MIRA (Kather et al.)
“This is an ambitious and technically rigorous study that evaluates an AI agent across an unusually broad clinical workflow, and it stands out for forcing structured decisions within an electronic health record–like environment rather than relying on free‑text outputs. The matched comparison with clinicians and the range of metrics, diagnosis, test selection, procedures, prescribing and admission decisions, are clear strengths.
“That said, several of the key outcomes are defined relative to what was documented in the underlying dataset, meaning the model is being rewarded for reproducing recorded clinical behaviour rather than necessarily demonstrating optimal care. Related to that, some metrics favour more comprehensive or higher‑recall decisions, such as ordering more tests or identifying more procedures, which is not the same as better clinical judgement. The small physician comparator group also limits how firmly we can interpret performance differences.

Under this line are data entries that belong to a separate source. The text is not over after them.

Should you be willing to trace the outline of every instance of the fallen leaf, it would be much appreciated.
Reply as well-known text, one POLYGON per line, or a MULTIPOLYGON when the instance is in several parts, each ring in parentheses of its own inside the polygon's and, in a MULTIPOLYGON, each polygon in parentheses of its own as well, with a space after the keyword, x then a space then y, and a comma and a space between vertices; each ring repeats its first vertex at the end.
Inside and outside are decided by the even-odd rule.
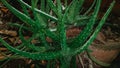
POLYGON ((6 51, 7 48, 0 48, 0 51, 6 51))
POLYGON ((105 44, 106 43, 105 39, 106 38, 105 38, 104 34, 102 32, 99 32, 99 34, 96 37, 96 40, 98 40, 99 42, 105 44))
POLYGON ((2 12, 4 12, 4 13, 7 13, 8 12, 8 9, 6 8, 6 7, 1 7, 1 9, 0 9, 2 12))
POLYGON ((0 34, 5 34, 9 36, 17 36, 17 32, 12 31, 12 30, 0 30, 0 34))
POLYGON ((35 64, 32 64, 30 68, 35 68, 35 64))
POLYGON ((15 38, 8 38, 10 40, 10 42, 14 43, 16 41, 15 38))
POLYGON ((41 63, 42 63, 43 65, 45 65, 45 64, 46 64, 46 61, 42 60, 41 63))
POLYGON ((81 30, 79 28, 70 28, 70 29, 67 30, 66 35, 67 35, 68 38, 69 37, 75 37, 80 33, 80 31, 81 30))
POLYGON ((3 22, 0 20, 0 25, 2 25, 3 24, 3 22))
POLYGON ((5 58, 5 56, 1 56, 1 55, 0 55, 0 60, 2 60, 2 59, 4 59, 4 58, 5 58))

“The press release accurately describes the findings, but the claim of physician‑level performance should be seen in light of these design choices. Overall, this is a high‑quality study that provides a compelling demonstration of feasibility, while leaving open important questions about how these systems would perform under broader, real‑world conditions.”

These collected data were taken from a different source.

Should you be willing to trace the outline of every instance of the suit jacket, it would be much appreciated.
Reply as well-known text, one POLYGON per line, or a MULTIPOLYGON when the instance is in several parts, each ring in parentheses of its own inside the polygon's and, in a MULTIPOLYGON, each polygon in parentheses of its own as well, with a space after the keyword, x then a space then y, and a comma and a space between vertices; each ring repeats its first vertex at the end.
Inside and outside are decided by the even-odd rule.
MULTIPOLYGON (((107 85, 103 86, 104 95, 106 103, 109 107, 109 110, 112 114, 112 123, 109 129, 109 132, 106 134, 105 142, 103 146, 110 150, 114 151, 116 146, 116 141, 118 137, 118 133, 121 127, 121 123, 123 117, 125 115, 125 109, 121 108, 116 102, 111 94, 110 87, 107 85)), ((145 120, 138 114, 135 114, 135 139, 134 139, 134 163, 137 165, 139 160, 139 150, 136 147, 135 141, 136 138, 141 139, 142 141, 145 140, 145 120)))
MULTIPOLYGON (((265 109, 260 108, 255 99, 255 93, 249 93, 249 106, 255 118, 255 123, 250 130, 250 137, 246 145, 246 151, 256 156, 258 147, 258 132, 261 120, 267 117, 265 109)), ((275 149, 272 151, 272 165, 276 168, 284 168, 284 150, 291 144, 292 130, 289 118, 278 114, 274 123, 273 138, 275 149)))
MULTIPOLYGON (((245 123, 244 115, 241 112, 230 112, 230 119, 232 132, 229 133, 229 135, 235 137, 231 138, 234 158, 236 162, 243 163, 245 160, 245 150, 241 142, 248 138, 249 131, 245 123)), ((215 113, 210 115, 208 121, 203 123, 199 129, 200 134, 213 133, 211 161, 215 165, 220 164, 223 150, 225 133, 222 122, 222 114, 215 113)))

Prof Catherine Pope, Professor of Medical Sociology, University of Oxford, said:
“The Ferber et al and Lievin et al papers provide welcome evidence about potential clinical uses of large language models (LLMs). It is easy to be captivated by headline claims that these kinds of LLMs ‘outperform doctors’ but the devil, as always, is in the detail. Both studies are based on simulation – Ferber et al on simulated chat created from patient notes, the second on exam formats that use actors to replicate medical scenarios for the purpose of training and assessing doctors. This is some remove from the messy, complex, human world of everyday healthcare.

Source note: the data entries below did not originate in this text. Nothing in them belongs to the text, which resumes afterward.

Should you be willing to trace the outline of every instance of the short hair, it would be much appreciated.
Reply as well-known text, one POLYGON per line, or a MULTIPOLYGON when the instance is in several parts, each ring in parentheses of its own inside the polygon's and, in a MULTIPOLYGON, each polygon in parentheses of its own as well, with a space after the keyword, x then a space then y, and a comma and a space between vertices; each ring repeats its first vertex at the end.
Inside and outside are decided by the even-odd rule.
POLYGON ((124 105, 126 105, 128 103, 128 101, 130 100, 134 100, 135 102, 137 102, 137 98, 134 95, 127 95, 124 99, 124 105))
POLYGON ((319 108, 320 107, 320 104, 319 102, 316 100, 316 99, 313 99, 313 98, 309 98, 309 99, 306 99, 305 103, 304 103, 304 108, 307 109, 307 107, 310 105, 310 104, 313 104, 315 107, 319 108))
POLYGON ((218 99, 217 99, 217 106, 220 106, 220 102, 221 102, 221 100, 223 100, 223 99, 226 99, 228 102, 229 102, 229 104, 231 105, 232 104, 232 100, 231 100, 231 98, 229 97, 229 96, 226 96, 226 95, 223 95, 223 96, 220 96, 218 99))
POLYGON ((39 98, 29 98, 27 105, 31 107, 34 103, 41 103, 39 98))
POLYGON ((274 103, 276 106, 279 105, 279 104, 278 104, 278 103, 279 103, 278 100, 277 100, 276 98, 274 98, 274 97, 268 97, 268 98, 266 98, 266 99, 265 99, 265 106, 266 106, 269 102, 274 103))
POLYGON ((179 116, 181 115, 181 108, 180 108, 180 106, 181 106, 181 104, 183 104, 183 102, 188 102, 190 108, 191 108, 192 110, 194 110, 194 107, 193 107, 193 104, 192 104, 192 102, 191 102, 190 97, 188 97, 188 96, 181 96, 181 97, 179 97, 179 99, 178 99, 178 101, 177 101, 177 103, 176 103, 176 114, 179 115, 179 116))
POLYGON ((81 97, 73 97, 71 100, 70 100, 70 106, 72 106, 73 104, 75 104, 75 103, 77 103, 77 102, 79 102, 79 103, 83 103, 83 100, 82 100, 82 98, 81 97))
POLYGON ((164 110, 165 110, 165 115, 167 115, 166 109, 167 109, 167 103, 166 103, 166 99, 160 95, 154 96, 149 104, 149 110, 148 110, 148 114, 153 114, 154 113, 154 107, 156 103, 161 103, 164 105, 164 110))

“Both studies demonstrate that LLMs can mimic some aspects of experienced physician performance, but crucially both concede that while there may be promise here, much more research is needed before these LLMs can, or should, be deployed in the real world. The point – made well – in in the Ferber et al piece is that use in the real world will need to be in partnership with clinicians: these technologies are unlikely to replace doctors, and many will contend that they crucially do not and cannot substitute for the essential human aspects of care.”
Dr Midhun Parakkal Unni, Academic Fellow in AI for Health, University of Sheffield, said:
“The authors developed conversational agents for disease management, evaluated their performance in simulated scenarios, and benchmarked them against clinicians under identical conditions.
“Generalising beyond the distribution on which they are trained is generally hard for machine learning systems, and it is not obvious how LLM-type foundational models behave in scenarios they haven’t seen before. This makes large-scale real-world testing an absolute necessity before claiming the usefulness of the LLM-integrated systems for clinical practice.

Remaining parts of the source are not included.